In Africa, most people keep saying the government is the problem or corruption. But there are different countries, structures, regions, states, governments, etc. yet there is hardly a major success story comparable with some in Asia.

Asian success is different people in different sectors making progress ahead and above the government so that government gets to adopt those into policy. If everyone with some responsibility or a few in different fields pursues major progress, the government does not have the power to crush all of them. The government would have to adopt or enable some. The excellence that made those would have them draw others. The government too would promote some policies whose success or adoption would meet the advancement the people are seeking, so it would work.

But what is obvious in most African countries is that the government often has the best answer, which is often really low, so from other sectors, things are lower, so most things are worse. And whenever there is a crisis, it is even far worse, because those who could try have failed, so left to the government, everything goes down.
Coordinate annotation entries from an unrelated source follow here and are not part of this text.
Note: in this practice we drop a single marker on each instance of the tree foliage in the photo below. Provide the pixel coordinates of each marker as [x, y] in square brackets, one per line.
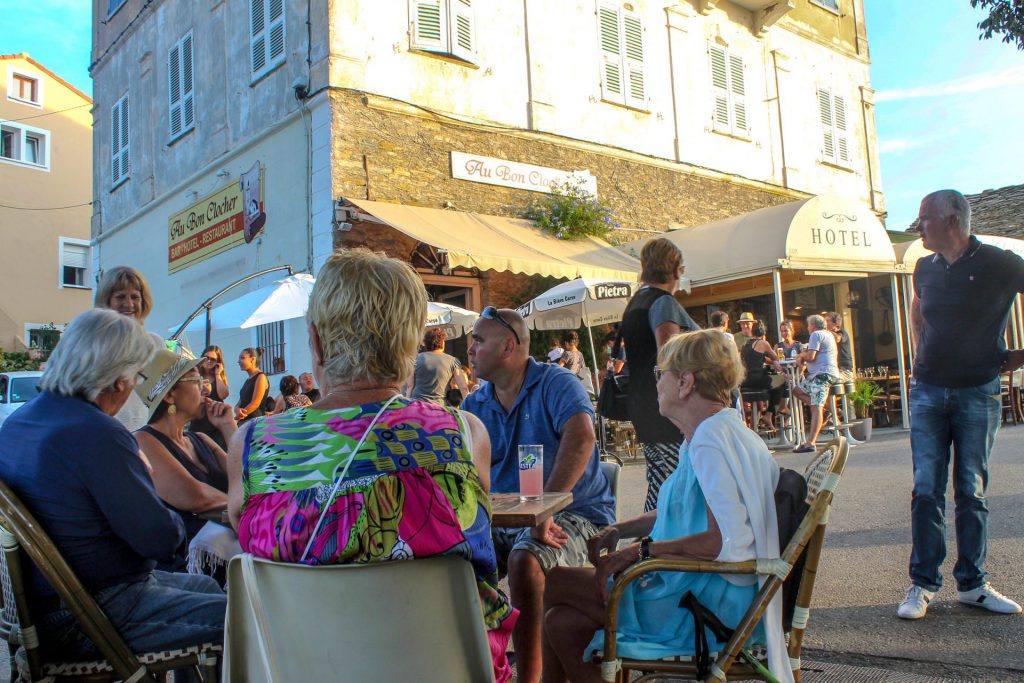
[1006, 17]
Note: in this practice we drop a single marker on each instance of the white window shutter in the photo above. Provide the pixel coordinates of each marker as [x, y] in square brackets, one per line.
[827, 130]
[430, 25]
[737, 91]
[636, 90]
[257, 35]
[187, 93]
[174, 90]
[720, 89]
[611, 53]
[463, 30]
[842, 138]
[275, 31]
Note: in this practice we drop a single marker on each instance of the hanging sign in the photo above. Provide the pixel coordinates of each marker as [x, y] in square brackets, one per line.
[513, 174]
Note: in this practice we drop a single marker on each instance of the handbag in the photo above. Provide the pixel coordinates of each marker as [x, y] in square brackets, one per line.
[614, 389]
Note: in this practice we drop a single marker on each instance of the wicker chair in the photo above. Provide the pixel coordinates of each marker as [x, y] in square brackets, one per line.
[822, 476]
[19, 535]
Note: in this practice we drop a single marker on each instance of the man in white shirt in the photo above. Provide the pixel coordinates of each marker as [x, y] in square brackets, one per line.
[820, 357]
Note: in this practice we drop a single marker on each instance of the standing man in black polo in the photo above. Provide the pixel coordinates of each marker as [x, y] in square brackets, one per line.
[963, 292]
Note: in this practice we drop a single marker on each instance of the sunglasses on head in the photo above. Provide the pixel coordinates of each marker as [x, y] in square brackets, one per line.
[491, 313]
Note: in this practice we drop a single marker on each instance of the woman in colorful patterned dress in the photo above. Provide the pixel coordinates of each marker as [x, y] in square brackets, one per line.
[365, 474]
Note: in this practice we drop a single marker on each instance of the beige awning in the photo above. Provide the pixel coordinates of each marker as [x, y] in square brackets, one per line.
[909, 252]
[822, 235]
[498, 243]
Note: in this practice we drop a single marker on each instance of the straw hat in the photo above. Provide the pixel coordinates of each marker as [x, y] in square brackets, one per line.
[161, 374]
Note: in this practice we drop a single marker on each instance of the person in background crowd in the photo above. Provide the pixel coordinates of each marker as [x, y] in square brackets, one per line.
[308, 387]
[718, 505]
[124, 290]
[189, 470]
[844, 344]
[963, 293]
[83, 478]
[527, 402]
[819, 356]
[212, 371]
[720, 321]
[788, 347]
[745, 323]
[256, 388]
[435, 370]
[355, 497]
[290, 396]
[651, 317]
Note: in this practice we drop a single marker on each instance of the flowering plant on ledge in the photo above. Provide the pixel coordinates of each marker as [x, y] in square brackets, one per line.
[570, 212]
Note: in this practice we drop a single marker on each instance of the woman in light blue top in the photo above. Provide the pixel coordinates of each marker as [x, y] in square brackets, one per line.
[718, 505]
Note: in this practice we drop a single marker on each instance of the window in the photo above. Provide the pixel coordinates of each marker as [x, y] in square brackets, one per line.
[266, 36]
[836, 145]
[74, 262]
[270, 338]
[25, 144]
[181, 100]
[444, 27]
[729, 92]
[120, 158]
[621, 35]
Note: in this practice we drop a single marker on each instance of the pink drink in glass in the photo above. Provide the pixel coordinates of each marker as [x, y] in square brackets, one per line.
[530, 472]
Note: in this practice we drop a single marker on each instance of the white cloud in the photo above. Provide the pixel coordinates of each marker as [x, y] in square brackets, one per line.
[977, 83]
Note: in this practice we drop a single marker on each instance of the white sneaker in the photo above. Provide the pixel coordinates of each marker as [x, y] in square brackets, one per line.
[987, 597]
[914, 605]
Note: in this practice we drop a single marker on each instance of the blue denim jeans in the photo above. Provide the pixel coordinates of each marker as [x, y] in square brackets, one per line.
[966, 419]
[164, 611]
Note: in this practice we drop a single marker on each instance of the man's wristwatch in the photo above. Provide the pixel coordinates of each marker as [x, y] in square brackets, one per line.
[644, 553]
Government is not the problem in any African country so long they have sectors and people who hold responsibility. Simplistic thinking says it is government.

Some have also said that they should use African religions for swearing officials into the office to prevent corruption. If enacted, some people would find a way around it, so it solves nothing.

There are desperate Africans who migrate to other continents, by the sea, desert and other ways, to find survival. Their move is parallel to professionals who run away too, because the place is bad, as a belief, not because they are actually in some dire situation.

There is a comment on brain drain, but brain drain is not a problem for professionals who are replaceable. Many of them would not do better than what government would do, so leaving or staying makes little difference, so no matter the certificates or certifications, it is not a brain drain if their work had not been consistently aiming at progress.

For many, success is seen as location or position when success is time or other things not related to material or resources. The things that are needed for progress, like courage, fairness, sincerity, honour, and selfless diligence for all that is not available, makes many to point to the wrong things.

[Psalm 144:4, Man is like to vanity: his days are as a shadow that passeth away.]